Nurse-Led Care Coordination in a Transitional Clinic for Uninsured Patients With Diabetes

Prof Case Manag. 2024 Apr 1. doi: 10.1097/NCM.0000000000000732. Online ahead of print.

Abstract

Purpose/objectives: The purpose of this article is to inform the reader of the practice of the registered nurse care coordinator (RNCC) within an interprofessional, nurse-led clinic serving uninsured diabetic patients in a large urban city. This clinic serves as a transitional care clinic, providing integrated diabetes management and assisting patients to establish with other primary care doctors in the community once appropriate. The clinic uses an interprofessional collaborative practice (IPCP) model with the RNCC at the center of patient onboarding, integrated responsive care, and clinic transitioning.

Primary practice setting: Interprofessional, nurse-led clinic for uninsured patients with diabetes.

Findings/conclusions: Interprofessional models of care are strengthened using a specialized care coordinator.

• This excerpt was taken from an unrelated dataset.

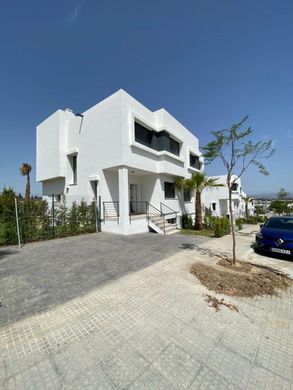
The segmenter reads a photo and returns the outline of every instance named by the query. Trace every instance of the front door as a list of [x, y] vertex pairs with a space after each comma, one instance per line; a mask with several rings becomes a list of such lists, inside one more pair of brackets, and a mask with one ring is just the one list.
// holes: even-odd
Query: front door
[[129, 201], [130, 201], [130, 213], [137, 213], [138, 208], [138, 185], [137, 184], [129, 184]]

Implications for case management practice: Care coordination is a key component in case management of a population with chronic disease. The RNCC, having specialized clinical expertise, is an essential member of the interdisciplinary team, contributing a wide range of resources to assist patients in achieving successful outcomes managing diabetes. Transitional care coordination, moving from unmanaged to managed diabetes care, is part of a bundled health care process fundamental to this clinic's IPCP model. In a transitional clinic setting, frequent interaction with patients through onboarding, routine check-ins, and warm handoff helps support and empower the patient to be engaged in their personal health care journey.